Al caminar por la ciudad sigues teniendo que cubrir tu rostro con la mascarilla, aparentemente nada ha cambiado, pero te sientes audaz y ligero, un poco insolente y un poco puta. Tienes un hambre inmensa de realidad, de otros; el mundo ha dejado de ser una amenaza y se transforma en una cueva del tesoro, una huerto cuajado de frutos. ¡Solo tienes que extender tu mano y llevarte lo que es tuyo! Vivimos meses en que se consagró la distancia y el límite, ahora queremos traspasar barreras, ceñir los cuerpos con el brazo, besar y entregarnos a joviales indecencias.

Hora de los buenos propósitos y las locas fantasías, hora de imaginar tantos futuros aún posibles, necesidad de creer que aún nos esperan buenas cosas.
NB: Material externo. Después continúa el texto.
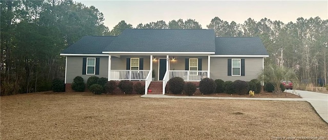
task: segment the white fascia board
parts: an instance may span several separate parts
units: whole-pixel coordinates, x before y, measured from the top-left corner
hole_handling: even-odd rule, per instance
[[[153,54],[153,55],[167,55],[167,54],[214,54],[215,52],[102,52],[103,54]]]
[[[211,57],[266,57],[269,55],[211,55]]]
[[[60,54],[62,56],[108,56],[108,54]]]

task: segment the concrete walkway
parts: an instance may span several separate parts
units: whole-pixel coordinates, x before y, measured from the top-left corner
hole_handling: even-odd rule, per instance
[[[286,90],[286,92],[293,93],[293,90]],[[295,90],[296,94],[309,102],[320,116],[328,123],[328,94]]]
[[[286,90],[286,92],[293,93],[293,90]],[[174,96],[163,95],[147,95],[141,97],[155,98],[176,98],[176,99],[230,99],[248,100],[269,100],[269,101],[307,101],[314,108],[318,114],[324,121],[328,123],[328,94],[318,92],[294,90],[294,94],[300,94],[302,98],[236,98],[236,97],[215,97],[195,96]]]

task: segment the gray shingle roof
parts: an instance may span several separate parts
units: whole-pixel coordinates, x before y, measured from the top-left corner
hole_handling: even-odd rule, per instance
[[[269,55],[258,37],[217,37],[215,55]]]
[[[213,30],[127,29],[104,52],[214,52]]]
[[[61,52],[62,54],[102,54],[102,50],[108,46],[116,36],[84,36]]]

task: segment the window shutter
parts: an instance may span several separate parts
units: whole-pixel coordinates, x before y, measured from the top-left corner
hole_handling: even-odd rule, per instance
[[[184,63],[184,70],[189,70],[189,58],[186,58],[186,62]]]
[[[228,59],[228,76],[231,76],[231,59]]]
[[[99,67],[100,64],[100,58],[96,58],[96,75],[99,75]]]
[[[245,59],[240,59],[240,75],[245,76]]]
[[[201,71],[201,58],[198,58],[198,71]]]
[[[144,70],[144,58],[139,58],[139,69]]]
[[[131,59],[130,58],[127,58],[127,70],[130,70],[130,64]]]
[[[83,58],[83,62],[82,64],[82,75],[87,74],[87,58]]]

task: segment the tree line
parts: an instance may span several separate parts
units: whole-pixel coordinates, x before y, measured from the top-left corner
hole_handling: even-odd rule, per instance
[[[60,52],[84,36],[118,36],[128,28],[202,29],[195,19],[179,19],[135,27],[122,20],[110,31],[97,8],[72,1],[6,0],[0,5],[2,95],[51,90],[53,79],[65,77]],[[284,24],[250,18],[237,24],[215,17],[206,27],[217,36],[259,36],[270,54],[266,63],[293,67],[304,82],[322,79],[327,84],[328,20],[299,17]]]

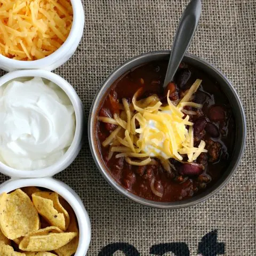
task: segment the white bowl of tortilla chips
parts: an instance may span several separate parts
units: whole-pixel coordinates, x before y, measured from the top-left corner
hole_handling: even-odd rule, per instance
[[[0,195],[0,255],[86,255],[90,219],[68,185],[52,178],[11,179]]]

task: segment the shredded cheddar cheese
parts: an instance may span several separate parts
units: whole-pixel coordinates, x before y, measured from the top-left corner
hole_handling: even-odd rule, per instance
[[[70,0],[0,1],[0,54],[35,60],[59,49],[73,22]]]
[[[203,140],[198,148],[194,147],[194,124],[188,115],[185,116],[183,109],[186,106],[202,108],[202,105],[189,101],[201,82],[197,79],[177,106],[169,99],[170,91],[167,104],[163,106],[156,95],[137,101],[138,90],[132,105],[122,99],[120,115],[114,114],[114,119],[99,117],[100,121],[118,126],[102,143],[103,147],[110,145],[110,156],[119,153],[116,158],[125,157],[128,163],[139,166],[153,164],[151,158],[156,157],[170,171],[174,167],[170,158],[182,162],[183,155],[187,155],[187,161],[192,162],[202,152],[207,152]]]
Ante el recuerdo de la muerte y sus miserias decimos todavía no, nos calamos el sombrero y seguimos silbando con las manos en los bolsillos.

Recuperación de viejos hábitos queridos, también confirmación de cambios irreversibles: cierta misantropía sin rencor, el redescubrimiento de lo íntimo, la necesidad de la soledad, el deseo de librarse de tantas cosas sin importancia y que nos sobraban, ganas de no perder el tiempo, de ir a lo esencial. El peligro sigue estando ahí, claro, hemos conjurado solo una de las innumerables formas con que la realidad constantemente se afana en destruirnos, pero ahora sabemos que la vida es peligro y que, maldita sea, qué difícil se lo pienso poner, qué ganas de arder y consumirme y dar luz.